Test Loss: 0.5659803152084351
Test Accuracy: 0.8268933296203613


### Our model performed more poorly than both our previous methods! Because it takes so long to rerun the model each time, it was very difficult to hypertune the parameters for this one compared to the countvectorizer and tf-idf techniques. It's likely that we would have been able to find a much higher accuracy if we had played around with the parameters a lot, but that would have been much too time-consuming.

# Overall:

### Our simplest model performed the best!

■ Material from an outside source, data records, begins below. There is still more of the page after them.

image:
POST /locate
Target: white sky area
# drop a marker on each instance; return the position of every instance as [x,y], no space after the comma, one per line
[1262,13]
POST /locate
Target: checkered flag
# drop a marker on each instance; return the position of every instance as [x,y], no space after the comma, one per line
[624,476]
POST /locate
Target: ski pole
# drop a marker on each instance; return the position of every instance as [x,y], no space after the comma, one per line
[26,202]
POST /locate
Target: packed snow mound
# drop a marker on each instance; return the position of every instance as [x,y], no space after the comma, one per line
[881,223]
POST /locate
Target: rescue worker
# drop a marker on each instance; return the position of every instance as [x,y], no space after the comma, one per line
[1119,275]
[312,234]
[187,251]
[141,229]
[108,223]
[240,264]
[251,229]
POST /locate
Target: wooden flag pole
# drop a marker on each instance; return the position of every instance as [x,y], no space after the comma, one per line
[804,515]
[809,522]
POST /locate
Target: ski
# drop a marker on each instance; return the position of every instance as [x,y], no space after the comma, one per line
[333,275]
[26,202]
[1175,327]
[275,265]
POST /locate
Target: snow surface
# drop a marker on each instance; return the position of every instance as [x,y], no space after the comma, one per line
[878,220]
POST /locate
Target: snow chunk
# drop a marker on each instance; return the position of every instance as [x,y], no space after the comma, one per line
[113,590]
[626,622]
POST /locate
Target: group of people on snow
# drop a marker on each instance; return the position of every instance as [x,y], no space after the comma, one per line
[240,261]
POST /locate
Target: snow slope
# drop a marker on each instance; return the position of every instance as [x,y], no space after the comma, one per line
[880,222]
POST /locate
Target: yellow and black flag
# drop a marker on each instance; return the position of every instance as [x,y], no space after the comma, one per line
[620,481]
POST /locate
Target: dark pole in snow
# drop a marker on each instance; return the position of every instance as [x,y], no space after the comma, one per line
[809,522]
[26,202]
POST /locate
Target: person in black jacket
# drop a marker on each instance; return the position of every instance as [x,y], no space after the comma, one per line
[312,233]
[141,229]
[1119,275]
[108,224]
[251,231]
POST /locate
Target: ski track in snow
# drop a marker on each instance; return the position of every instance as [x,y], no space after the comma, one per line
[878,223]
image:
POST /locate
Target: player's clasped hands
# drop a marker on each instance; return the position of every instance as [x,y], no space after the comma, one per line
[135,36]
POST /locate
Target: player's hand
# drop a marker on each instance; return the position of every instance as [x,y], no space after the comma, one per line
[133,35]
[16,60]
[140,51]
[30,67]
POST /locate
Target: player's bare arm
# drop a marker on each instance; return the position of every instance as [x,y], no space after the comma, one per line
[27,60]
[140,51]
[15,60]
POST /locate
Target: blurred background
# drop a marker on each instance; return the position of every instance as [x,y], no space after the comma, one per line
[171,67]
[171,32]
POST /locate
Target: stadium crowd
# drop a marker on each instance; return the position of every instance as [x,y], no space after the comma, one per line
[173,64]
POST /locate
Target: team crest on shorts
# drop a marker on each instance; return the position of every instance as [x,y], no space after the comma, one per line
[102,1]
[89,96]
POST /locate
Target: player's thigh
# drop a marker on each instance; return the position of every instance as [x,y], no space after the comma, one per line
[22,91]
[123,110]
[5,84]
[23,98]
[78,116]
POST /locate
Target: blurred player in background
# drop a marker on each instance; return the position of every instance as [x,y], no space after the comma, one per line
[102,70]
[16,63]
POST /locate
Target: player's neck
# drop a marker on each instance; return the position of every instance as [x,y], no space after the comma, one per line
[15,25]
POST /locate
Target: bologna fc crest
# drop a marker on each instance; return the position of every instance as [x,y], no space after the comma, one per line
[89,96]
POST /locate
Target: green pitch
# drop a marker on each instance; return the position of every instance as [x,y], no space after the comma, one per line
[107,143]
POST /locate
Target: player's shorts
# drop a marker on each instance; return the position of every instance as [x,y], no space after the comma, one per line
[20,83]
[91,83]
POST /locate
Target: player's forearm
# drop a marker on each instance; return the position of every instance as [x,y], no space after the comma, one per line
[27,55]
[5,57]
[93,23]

Likely because that was also the method that was easiest to hypertune because of how simple and efficient it was. With a more powerful machine, and with more time, our more complex and powerful methods, especially GloVe, probably would have performed better. This was also a classification problem, so different methods may perform better with different types of problems. In addition, the text was collected from users on clothing sites, which means there may be an abundance of typos that we could not have taken care of in the data cleaning and processing stage.